Last Night in Soho
Rating
Director
Edgar Wright
Screenplay
Edgar Wright, Krysty Wilson-Cairns
Length
1h 56m
Starring
Thomasin McKenzie, Anya Taylor-Joy, Diana Rigg, Matt Smith, Rita Tushingham, Michael Ajao, Terence Stamp, Sam Claflin
MPAA Rating
R
Original Preview
Review
At what point do style and substance merge to make for a more tremendous product? Last Night in Soho makes the case for how to achieve it.
There are certain directors that you always expect a fascinatingly original premise from and each new project delivers even if the quality sometimes vacillates between projects. Edgar Wright is one such director. While most don’t remember his directorial debut Fistful of Fingers, his second theatrical release, Hot Fuzz, set him on a road to fame among fans of British comedy. With that film and the remaining two pictures in his Cornetto trilogy, he established his bona fides.
Set in modern London, Eloise (Thomasin McKenzie) is a student fashion designer who’s made the journey from small town England to the big city to pursue her dreams. One night, in her dreams, she walks into the 1960s and the body of Sandie (Anya Taylor-Joy), an up-and-coming chanteuse who ends up in the wily grasp of promoter Jack (Matt Smith) who convinces her to take on work at a local men’s club where she becomes stuck. As Eloise revisits this dream over successive nights, she begins adapting her own personal style based on Sandie’s influence and it ultimately bleeds into her fashion designs.
However, all is not the glossy dream world she believes it to be as she begins to see fractures of her own reality, the past blending into the present, and she starts to suspect that Sandie’s boyfriend may have murdered her. She also guesses that an old man (Terence Stamp) at the bar she begins working at may be the real Jack, which fuels her speculations. Eloise decides to attempt to unravel the mystery while her own psyche starts to splinter.
The film’s production is gorgeous as Wright’s films have become known for. Embodying the glamour and grit of the 1960s and London’s sex trade of the period, Last Night in Soho is a visual wonder further enhanced by Chung-hoon Chung’s photography using mirrors to reflect Eloise’s dream self and putting her into an otherworldly frame of mind. In the latter part of the film, visual effects begin impeding on the narrative with solid success.
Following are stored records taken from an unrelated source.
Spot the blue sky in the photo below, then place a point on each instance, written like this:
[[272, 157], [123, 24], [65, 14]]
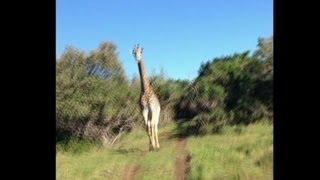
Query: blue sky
[[177, 35]]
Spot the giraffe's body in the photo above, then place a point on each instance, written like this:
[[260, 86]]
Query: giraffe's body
[[149, 102]]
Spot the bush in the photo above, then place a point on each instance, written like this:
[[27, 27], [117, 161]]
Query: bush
[[234, 89], [93, 96]]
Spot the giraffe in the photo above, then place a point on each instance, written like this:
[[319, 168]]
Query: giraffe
[[149, 103]]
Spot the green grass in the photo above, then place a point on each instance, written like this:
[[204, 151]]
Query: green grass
[[237, 153]]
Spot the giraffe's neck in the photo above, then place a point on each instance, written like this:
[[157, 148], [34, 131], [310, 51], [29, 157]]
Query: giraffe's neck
[[145, 84]]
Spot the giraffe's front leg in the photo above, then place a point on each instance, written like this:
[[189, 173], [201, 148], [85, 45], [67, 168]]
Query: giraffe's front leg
[[145, 113]]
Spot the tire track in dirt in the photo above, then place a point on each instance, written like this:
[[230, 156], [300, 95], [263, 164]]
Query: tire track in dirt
[[132, 170], [182, 161]]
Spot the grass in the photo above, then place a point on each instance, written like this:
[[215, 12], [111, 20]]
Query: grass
[[236, 153]]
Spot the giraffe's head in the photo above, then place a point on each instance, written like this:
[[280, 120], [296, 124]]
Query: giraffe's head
[[137, 52]]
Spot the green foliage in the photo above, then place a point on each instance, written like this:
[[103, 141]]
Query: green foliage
[[92, 94], [230, 90]]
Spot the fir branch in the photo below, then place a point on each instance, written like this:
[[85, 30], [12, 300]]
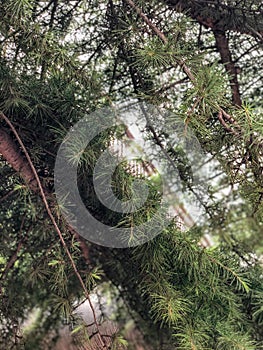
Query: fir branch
[[53, 220]]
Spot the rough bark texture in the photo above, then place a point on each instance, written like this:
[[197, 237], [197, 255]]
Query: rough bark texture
[[226, 58], [16, 160]]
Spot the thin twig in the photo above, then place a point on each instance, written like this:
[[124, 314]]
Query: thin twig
[[53, 220]]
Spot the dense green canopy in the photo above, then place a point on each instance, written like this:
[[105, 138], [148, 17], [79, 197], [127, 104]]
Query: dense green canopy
[[200, 61]]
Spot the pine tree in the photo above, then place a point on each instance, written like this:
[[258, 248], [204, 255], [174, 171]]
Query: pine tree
[[200, 61]]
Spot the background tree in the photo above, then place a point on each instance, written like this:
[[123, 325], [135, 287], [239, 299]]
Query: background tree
[[201, 61]]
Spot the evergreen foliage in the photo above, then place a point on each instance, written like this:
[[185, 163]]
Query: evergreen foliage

There’s not a frame of the film that viewers won’t be enraptured by.
McKenzie and Taylor-Joy are wonderful in their roles, each blending their performances just enough to seem like they are acting with one mind, further giving depth to idea that her reality and her dream world are entwining over time. Smith and Stamp are also solid, but the real class act here is Diana Rigg as the proprietor of a hostel Eloise eventually moves into. Rigg’s performance is among the best she’s ever given and it’s a shame that it didn’t translate into an Oscar nomination.
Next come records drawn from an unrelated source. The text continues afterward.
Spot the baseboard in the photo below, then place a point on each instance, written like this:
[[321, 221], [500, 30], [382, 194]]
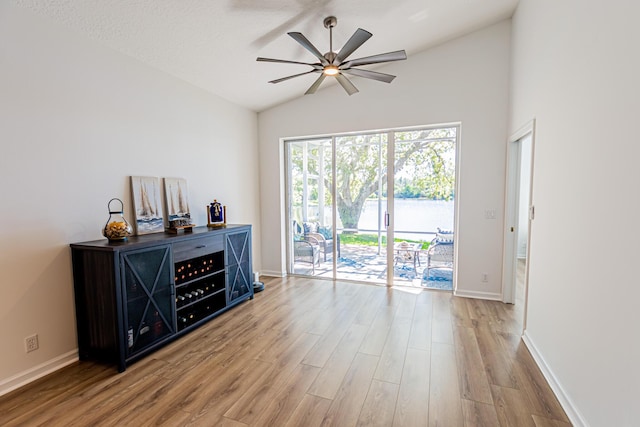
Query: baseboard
[[30, 375], [272, 273], [566, 403], [492, 296]]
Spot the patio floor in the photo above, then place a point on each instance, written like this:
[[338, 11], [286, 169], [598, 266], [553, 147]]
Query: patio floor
[[365, 264]]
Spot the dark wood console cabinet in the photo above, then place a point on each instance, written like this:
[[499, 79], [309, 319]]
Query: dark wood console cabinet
[[135, 296]]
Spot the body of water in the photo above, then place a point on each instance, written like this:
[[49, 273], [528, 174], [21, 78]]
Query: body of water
[[412, 215]]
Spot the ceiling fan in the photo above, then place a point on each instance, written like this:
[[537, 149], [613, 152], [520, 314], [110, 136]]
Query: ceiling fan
[[335, 64]]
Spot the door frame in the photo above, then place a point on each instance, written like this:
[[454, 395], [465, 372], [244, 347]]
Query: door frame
[[512, 197]]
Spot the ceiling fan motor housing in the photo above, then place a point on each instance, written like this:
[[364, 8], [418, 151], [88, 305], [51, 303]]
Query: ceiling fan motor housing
[[330, 21]]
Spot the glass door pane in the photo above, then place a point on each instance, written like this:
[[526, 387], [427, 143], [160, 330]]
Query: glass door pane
[[313, 244], [424, 193], [361, 173], [348, 239]]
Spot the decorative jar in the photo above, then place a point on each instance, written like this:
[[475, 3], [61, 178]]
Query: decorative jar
[[117, 228]]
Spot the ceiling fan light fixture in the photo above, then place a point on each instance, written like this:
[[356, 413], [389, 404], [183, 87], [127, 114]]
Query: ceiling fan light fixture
[[331, 70], [336, 63]]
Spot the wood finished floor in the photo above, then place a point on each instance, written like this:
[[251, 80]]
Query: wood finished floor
[[315, 353]]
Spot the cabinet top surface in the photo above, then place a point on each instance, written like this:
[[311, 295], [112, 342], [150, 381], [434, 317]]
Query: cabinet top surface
[[134, 242]]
Last Night in Soho has some darker, horror-adjacent elements and one could make the case for it being a kind of horror project, but so too are there elements of neo-noir infused into the proceedings. The end result is a film that doesn’t feel like it’s selling out to one particular style, but is effectively evoking all of them. It’s a movie that should please both fans and non-fans of the horror genre. It’s a spectacular effort worth seeking out.